As all patients with TB do not present with this peculiar clinical feature, a genetic susceptibility
is suspected.
OBJECTIVE: To determine the major histocompatibility complex (MHC) class I and II alleles in Mexican mestizo patients with Poncet’s disease.
DESIGN: In this case-control study of 16 Mexican mestizo patients diagnosed with Poncet’s disease and 99 ethnically matched healthy controls, high resolution human leukocyte antigen (HLA) typing was performed for HLA-A, B, DR and DQ by polymerase chain reaction. HLA-DRB1 and HLA-DQB1 subtypes were performed by sequence-specific oligonucleotide probe hybridization.
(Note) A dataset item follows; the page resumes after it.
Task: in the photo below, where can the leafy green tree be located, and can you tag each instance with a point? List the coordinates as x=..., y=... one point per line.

RESULTS: A significantly increased frequency of HLA-B27 (corrected P = 0.01) and DQB1*0301 (corrected P = 0.0009) alleles and decreased frequency of HLA-DQB1* 0302 (corrected AZD1480 P = 0.00001) were identified in patients compared to healthy controls.
CONCLUSION: These data suggest that genes located within the MHC may play a role in the susceptibility to Poncet’s disease in patients diagnosed with TB.”
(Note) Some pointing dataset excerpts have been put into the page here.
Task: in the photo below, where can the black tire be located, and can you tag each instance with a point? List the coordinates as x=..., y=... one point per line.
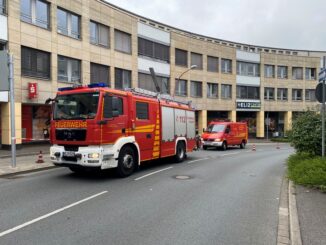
x=181, y=152
x=224, y=146
x=126, y=162
x=243, y=145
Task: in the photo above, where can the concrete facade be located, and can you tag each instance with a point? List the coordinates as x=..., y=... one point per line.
x=21, y=33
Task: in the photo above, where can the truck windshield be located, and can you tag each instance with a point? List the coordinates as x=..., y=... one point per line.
x=76, y=106
x=215, y=128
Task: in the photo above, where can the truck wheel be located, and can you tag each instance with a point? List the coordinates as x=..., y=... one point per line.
x=243, y=145
x=181, y=152
x=224, y=146
x=126, y=162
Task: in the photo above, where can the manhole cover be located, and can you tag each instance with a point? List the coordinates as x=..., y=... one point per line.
x=182, y=177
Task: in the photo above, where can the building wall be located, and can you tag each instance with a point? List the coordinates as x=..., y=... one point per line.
x=21, y=34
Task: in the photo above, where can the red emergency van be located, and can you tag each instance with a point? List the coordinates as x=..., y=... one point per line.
x=224, y=134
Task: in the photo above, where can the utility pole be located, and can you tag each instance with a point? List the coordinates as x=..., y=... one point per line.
x=12, y=110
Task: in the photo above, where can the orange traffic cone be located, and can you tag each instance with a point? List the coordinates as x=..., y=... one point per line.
x=40, y=158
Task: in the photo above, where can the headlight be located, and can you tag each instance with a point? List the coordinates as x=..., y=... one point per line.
x=93, y=155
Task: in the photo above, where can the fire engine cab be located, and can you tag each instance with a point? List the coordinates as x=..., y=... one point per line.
x=97, y=127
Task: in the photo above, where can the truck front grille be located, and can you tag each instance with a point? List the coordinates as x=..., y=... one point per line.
x=70, y=134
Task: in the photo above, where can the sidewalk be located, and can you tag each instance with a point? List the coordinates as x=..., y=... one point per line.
x=311, y=206
x=25, y=159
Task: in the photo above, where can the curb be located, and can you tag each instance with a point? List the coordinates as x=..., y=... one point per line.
x=8, y=175
x=25, y=154
x=294, y=220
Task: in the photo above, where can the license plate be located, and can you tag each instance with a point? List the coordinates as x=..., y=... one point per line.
x=69, y=154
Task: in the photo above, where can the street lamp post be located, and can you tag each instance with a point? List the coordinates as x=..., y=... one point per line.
x=178, y=79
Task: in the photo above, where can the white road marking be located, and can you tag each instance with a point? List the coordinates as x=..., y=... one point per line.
x=146, y=175
x=49, y=214
x=228, y=154
x=197, y=160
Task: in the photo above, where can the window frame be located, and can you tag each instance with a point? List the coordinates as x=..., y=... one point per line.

“Implicit in the growing interest in patient-centered outcomes research is a growing need for better evidence regarding
how responses to a given intervention or treatment may vary across patients, referred to as heterogeneity of treatment effect (HTE). A variety of methods are available for exploring HTE, each associated with unique strengths and limitations. This paper reviews a selected set of methodological approaches to understanding HTE,
focusing largely but not Selleckchem Pexidartinib exclusively on their uses with randomized trial data. It is oriented for the “”intermediate”" outcomes researcher, who may already be familiar with some methods, but would value a systematic overview of both more and less familiar methods with attention to when and why they may be used. Drawing from the biomedical, statistical, epidemiological and econometrics literature, we describe the steps involved in choosing an HTE approach, focusing on whether the intent of the analysis is for exploratory, initial testing, or confirmatory testing purposes. We also map HTE methodological approaches to data considerations as well as the strengths and limitations of each approach. Methods reviewed include formal subgroup analysis, meta-analysis and meta-regression, Selleck BAY 73-4506 various types of predictive risk modeling including classification and regression tree analysis, series of n-of-1 trials, latent growth and growth mixture models, quantile regression, and selected non-parametric methods. In addition to an overview of each HTE method, examples and references are provided for further reading.
By guiding the selection of the methods and analysis, this review is meant to better enable outcomes researchers to understand and explore aspects of HTE in the context of patient-centered outcomes research.